Diferentemente do argentino, o rock brasileiro não passou por uma guerra para se alimentar, crescer e engordar. Não precisou ser a voz de seu povo, mesmo que Renato Russo cantasse “somos os filhos da revolução”. Pois o Brasil continuou ganhando Copas do Mundo nos gramados e, além disso, perdeu talentos como Tim Maia, Cazuza e Cássia Eller e sofreu os recessos dos acidentes de Herbert Vianna e Marcelo Yuka, enquanto Roberto Carlos prossegue “parando na contramão” seu calhambeque dos anos 60.


o mesmo regime militar que asfixiava o rock argentino foi quem o reviveu, o consolidou e lhe deu asas para que voasse alto e longe até hoje, o que possivelmente não teria conseguido por impulso próprio.

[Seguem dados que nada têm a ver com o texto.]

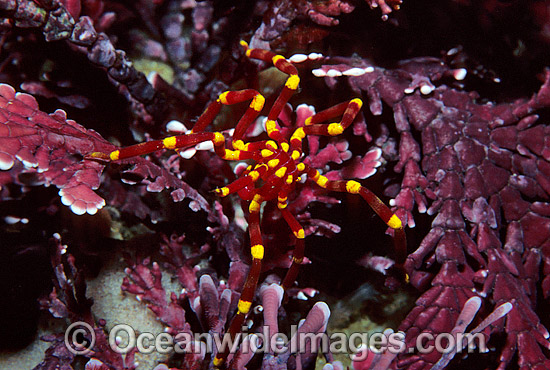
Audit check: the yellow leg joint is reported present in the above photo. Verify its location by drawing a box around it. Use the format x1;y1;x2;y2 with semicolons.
290;127;306;141
109;150;120;161
260;149;273;158
388;215;403;229
237;299;252;315
346;180;361;194
223;149;241;161
232;140;246;150
285;75;300;90
265;140;277;149
214;187;229;197
248;171;260;182
250;94;265;112
314;175;328;188
271;55;286;65
275;167;286;179
162;136;176;149
218;91;231;104
213;132;225;146
327;123;344;136
350;98;363;108
248;200;260;213
250;244;264;260
267;159;280;168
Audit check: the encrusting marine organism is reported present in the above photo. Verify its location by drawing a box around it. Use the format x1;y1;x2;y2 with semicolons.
89;41;406;366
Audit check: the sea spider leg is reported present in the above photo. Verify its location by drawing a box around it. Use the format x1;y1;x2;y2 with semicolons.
241;41;300;143
308;168;407;265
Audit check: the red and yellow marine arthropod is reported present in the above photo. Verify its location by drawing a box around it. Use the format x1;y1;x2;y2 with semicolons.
91;41;406;367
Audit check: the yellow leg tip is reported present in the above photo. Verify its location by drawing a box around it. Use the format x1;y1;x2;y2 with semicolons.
109;150;120;161
212;357;223;367
388;215;403;229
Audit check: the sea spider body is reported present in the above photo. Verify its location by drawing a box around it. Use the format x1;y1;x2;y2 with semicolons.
91;41;406;367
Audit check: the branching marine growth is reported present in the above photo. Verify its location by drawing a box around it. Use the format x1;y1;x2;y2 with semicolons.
90;41;406;366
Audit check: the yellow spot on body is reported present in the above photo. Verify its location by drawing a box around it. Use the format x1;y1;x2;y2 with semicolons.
250;244;264;260
271;55;285;65
162;136;176;149
223;149;241;161
327;123;344;136
237;299;252;315
212;132;225;145
267;159;280;168
248;200;260;213
285;75;300;90
265;120;277;134
388;215;403;229
260;149;273;158
250;94;265;112
109;150;120;161
214;187;229;197
218;91;231;104
212;356;223;367
350;98;363;108
290;127;306;141
265;140;277;149
275;167;286;179
315;175;328;188
346;181;361;194
232;140;246;150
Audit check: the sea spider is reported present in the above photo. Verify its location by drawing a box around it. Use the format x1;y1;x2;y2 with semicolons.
91;41;406;367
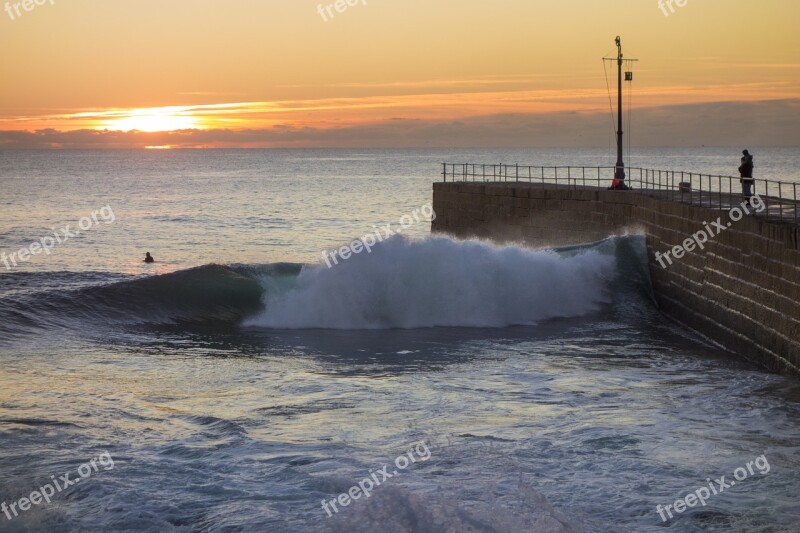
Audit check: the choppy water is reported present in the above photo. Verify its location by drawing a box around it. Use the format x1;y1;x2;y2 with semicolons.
0;150;800;532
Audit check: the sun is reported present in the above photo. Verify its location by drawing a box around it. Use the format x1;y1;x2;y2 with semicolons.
105;109;202;132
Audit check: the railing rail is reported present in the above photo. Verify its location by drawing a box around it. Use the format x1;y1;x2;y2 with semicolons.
442;163;800;224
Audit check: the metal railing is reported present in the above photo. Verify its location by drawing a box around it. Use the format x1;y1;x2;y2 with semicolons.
442;163;800;224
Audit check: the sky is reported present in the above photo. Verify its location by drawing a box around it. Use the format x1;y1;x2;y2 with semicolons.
0;0;800;148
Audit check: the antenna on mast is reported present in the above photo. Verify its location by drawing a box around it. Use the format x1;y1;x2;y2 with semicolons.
603;35;638;190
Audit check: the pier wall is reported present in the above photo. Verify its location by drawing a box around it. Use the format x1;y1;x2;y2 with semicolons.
432;182;800;375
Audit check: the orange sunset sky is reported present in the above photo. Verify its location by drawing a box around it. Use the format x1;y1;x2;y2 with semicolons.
0;0;800;148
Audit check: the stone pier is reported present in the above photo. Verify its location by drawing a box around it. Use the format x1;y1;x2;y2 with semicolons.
432;182;800;375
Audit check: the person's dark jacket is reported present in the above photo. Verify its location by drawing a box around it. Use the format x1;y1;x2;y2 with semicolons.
739;156;754;179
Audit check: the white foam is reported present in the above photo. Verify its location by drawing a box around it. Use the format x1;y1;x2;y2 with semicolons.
246;236;616;329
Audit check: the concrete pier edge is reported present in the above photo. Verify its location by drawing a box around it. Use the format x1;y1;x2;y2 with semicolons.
432;182;800;375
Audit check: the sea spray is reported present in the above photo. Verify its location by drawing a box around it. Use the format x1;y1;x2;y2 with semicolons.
245;236;616;329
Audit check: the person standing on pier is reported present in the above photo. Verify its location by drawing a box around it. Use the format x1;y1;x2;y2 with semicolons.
739;150;756;207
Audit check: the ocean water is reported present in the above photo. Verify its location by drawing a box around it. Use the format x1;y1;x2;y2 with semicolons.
0;147;800;532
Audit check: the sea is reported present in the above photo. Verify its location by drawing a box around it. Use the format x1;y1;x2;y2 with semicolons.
0;147;800;533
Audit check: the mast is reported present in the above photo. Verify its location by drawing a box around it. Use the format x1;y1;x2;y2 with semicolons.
603;35;637;190
614;35;625;185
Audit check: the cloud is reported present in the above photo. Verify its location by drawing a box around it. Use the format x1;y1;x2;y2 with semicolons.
0;99;800;149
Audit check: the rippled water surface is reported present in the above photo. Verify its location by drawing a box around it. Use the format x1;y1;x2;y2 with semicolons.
0;150;800;532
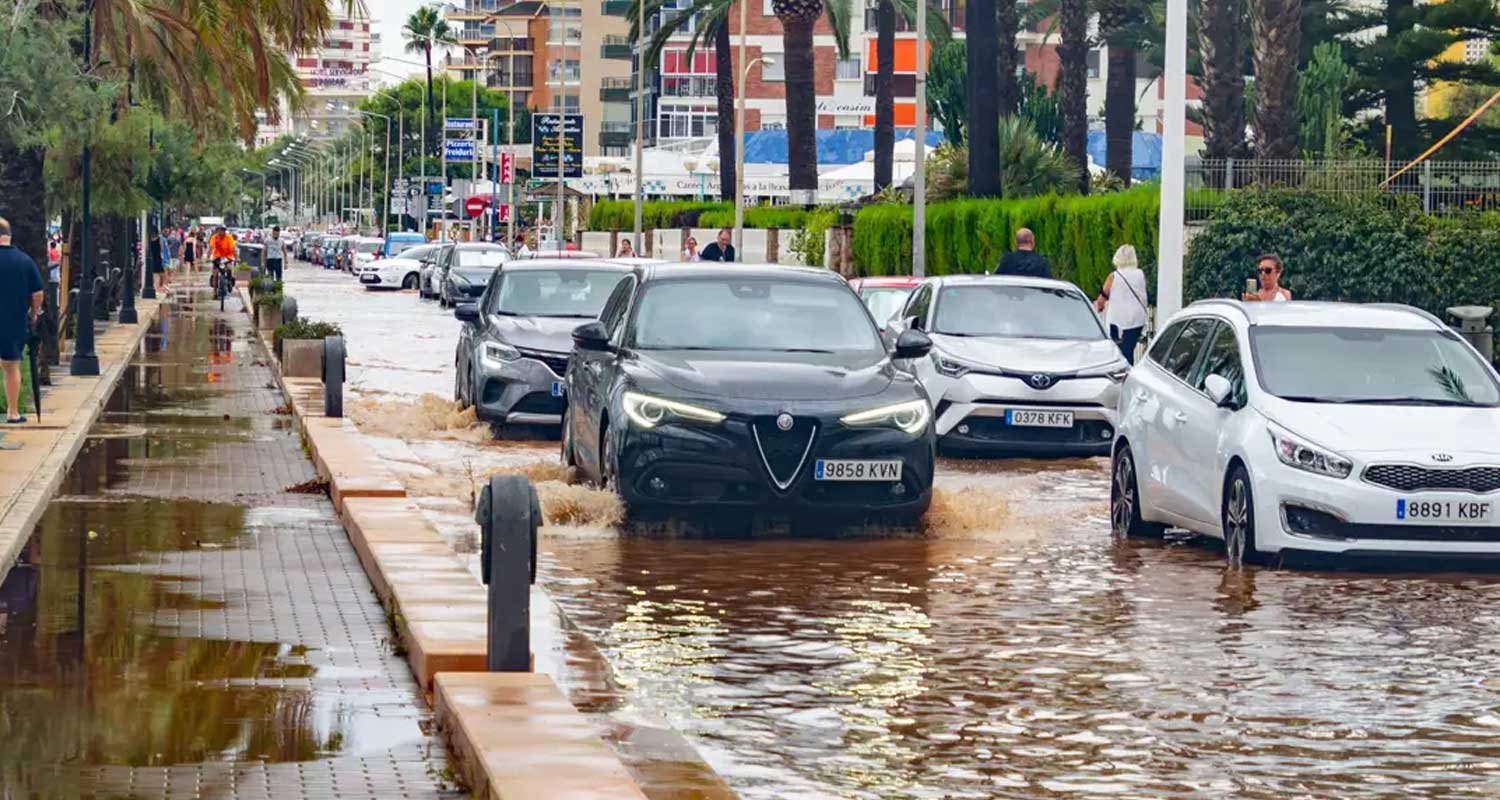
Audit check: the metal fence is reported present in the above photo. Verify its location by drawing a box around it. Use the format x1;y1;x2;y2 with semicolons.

Outro paradoxo é que a virtude mais valorizada pelos argentinos em seu amado rock são as letras, pois eram nelas que morava o protesto, se transmitia a mensagem subliminar e o insulto disfarçado ao genocida do momento. Mas, salvo alguns poucos autores e compositores como Litto Nebbia (o mais culto de todos), Charly García (quando em estado sóbrio), León Gieco e Luis Alberto Spinetta (os mais testemunhais), quase todas as canções nasciam e nascem a partir da música, para só depois ser colocada a letra, como reconhece a maioria dos autores. É um processo tão contraditório quanto o país e, talvez por isso, o próprio Litto Nebbia tente esclarecê-lo em sua canção “La Nebbiera” quando diz: “Creo que mi canto lo explica / una nota es una lágrima / y la palabra, el pretexto / que la sostiene”.

A nação pagou um preço alto demais pela guerra, mas foi por ela que recuperou – mais uma vez – a democracia, que permanece estável até hoje. O rock não apenas teve sua parte nisso tudo, como se transformou num hino de mil letras e também na principal bandeira dessa democracia sempre em risco, sempre virulenta, tão argentina.

O amor do povo pelo rock não foi à primeira vista, mas o segredo desse casamento duradouro foi a Guerra das Malvinas. Todo o sentimento daquele conflito estéril finalmente se desenvolveu entre acordes que não querem morrer, de cidadãos que tentam renascer todos os dias. E como os portenhos não se lembram de ter estado na Plaza de Mayo naquele abril de 1982 para aplaudir o “conquistador” Galtieri, nem de ter pedido autógrafo a ele, não carregam culpa nenhuma por isso tudo. Nada tira o sono deles: basta que escutem um álbum de rock argentino para se autoconvencerem de que “yo no fui”.